Si le débiteur est de mauvaise foi, les menaces vont s'avérer
utile. Il s'agit d'expliquer les suites de la procédure,
d'annoncer ce que l'on va faire. Pour être crédible
par la suite, il conviendra toujours de faire ce que l'on dit.
Quelle suite donner à
vos relances amiables infructueuses
En principe, l'envoi de la demande de paiement par lettre recommandée,
ou la remise de la sommation de payer par un huissier de justice
sont suffisamment convaincants pour obtenir un résultat
sans avoir à aller plus loin.
Si tel n'est pas votre cas, la résistance
de la société débitrice peut cacher de réelles
difficultés de trésorerie, précédant
en général une procédure de redressement
judiciaire.

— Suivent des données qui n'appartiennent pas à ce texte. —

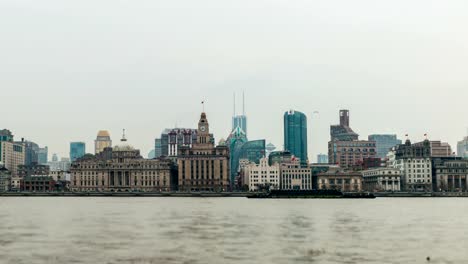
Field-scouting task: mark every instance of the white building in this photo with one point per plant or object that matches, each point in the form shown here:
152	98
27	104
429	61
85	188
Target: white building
295	177
262	174
462	148
382	179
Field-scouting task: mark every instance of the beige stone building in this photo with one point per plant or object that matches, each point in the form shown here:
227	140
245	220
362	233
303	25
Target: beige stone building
295	176
102	141
203	166
337	179
382	180
121	169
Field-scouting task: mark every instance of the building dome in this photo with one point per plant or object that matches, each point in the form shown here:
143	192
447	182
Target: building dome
103	133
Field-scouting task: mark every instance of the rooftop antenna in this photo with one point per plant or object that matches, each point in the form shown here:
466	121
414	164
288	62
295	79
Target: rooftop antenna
123	136
243	103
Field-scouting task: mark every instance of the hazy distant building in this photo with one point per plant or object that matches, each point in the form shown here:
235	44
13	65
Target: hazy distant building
295	134
157	148
295	176
43	156
12	154
202	166
322	158
462	148
438	149
384	143
345	149
262	175
77	150
102	141
121	169
414	163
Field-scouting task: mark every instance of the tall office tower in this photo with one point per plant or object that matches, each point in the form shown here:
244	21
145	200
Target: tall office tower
462	148
322	159
77	150
157	148
345	149
295	134
102	141
343	131
12	154
239	120
30	152
43	156
384	143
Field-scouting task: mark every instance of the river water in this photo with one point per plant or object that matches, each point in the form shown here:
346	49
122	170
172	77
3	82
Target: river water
232	230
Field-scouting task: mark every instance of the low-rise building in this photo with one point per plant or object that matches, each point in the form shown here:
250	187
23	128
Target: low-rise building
262	176
295	176
5	179
121	169
340	180
382	180
451	175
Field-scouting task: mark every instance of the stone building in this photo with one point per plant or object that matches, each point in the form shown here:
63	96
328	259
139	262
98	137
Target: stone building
414	163
262	175
202	166
340	180
345	149
451	174
294	175
382	180
121	169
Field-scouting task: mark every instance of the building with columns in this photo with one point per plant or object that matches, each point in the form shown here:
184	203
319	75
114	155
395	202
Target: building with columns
121	169
382	180
203	166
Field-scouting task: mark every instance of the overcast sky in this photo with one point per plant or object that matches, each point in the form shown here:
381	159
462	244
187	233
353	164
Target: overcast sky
70	68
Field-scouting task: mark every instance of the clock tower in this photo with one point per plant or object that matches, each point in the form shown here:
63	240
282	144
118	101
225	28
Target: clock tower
203	135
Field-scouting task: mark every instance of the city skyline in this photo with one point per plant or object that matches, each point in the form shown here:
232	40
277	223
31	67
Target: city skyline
76	71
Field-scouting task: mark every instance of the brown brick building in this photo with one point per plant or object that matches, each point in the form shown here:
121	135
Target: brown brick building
202	166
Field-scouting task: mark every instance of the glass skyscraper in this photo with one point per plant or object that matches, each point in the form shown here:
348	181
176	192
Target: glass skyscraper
384	143
77	150
295	134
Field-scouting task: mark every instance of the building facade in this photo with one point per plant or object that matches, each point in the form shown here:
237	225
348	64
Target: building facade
262	176
450	174
382	180
384	143
77	150
340	180
103	140
322	159
295	176
121	169
415	166
202	166
345	149
295	134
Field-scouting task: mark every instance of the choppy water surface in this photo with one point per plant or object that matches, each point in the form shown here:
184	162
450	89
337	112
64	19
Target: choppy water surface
232	230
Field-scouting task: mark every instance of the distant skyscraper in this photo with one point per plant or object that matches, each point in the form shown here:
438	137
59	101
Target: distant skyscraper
384	143
322	158
295	134
157	148
239	120
77	150
462	148
102	141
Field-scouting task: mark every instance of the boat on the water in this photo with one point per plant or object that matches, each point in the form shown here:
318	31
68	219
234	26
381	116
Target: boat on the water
310	194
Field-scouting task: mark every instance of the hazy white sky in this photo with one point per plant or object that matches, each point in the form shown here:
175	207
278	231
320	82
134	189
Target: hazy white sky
70	68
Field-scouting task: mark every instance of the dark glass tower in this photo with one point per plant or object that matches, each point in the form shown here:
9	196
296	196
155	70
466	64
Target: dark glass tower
295	134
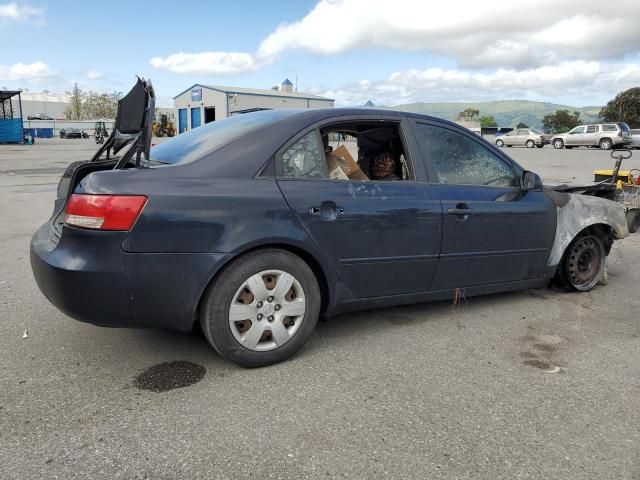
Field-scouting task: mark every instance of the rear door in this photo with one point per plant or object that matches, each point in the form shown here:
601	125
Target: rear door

Votre objectif doit alors consister à obtenir
au plus vite, et surtout avant les autres créanciers, une
décision exécutoire.
Pour cela, utilisez soit la procédure de référé-provision,
qui entraîne une décision rapide du juge si vous
lui démontrez que votre créance n'est pas contestable,
soit utiliser la procédure d'injonction de payer.
Celle-ci permet en effet, pour un coût réduit (de
l'ordre de 80 euro), d'obtenir la condamnation de votre client
dans un délai court sans avoir à vous déplacer
au tribunal. Le juge rend alors une ordonnance au vu des pièces
justificatives (facture, courriers, mise en demeure...) que vous
lui remettez.
Attention tout de même : cette procédure ne peut
être utilisée que si votre créance est liquide,
exigible et certaine, et présente un caractère contractuel.
D'autre part, la procédure ne sera rapide que si votre
client ne fait pas opposition. Car vous serez alors convoqué
auprès du tribunal compétent qui recueillera les
explications des deux parties avant de prendre sa décision.
Quoi qu'il en soit, sachez que les actions en recouvrement forcé
coûtent cher.
Veillez par conséquent à équilibrer vos poursuites
en fonction du montant de vos créances, et évitez
les procédures abusives ou disproportionnées.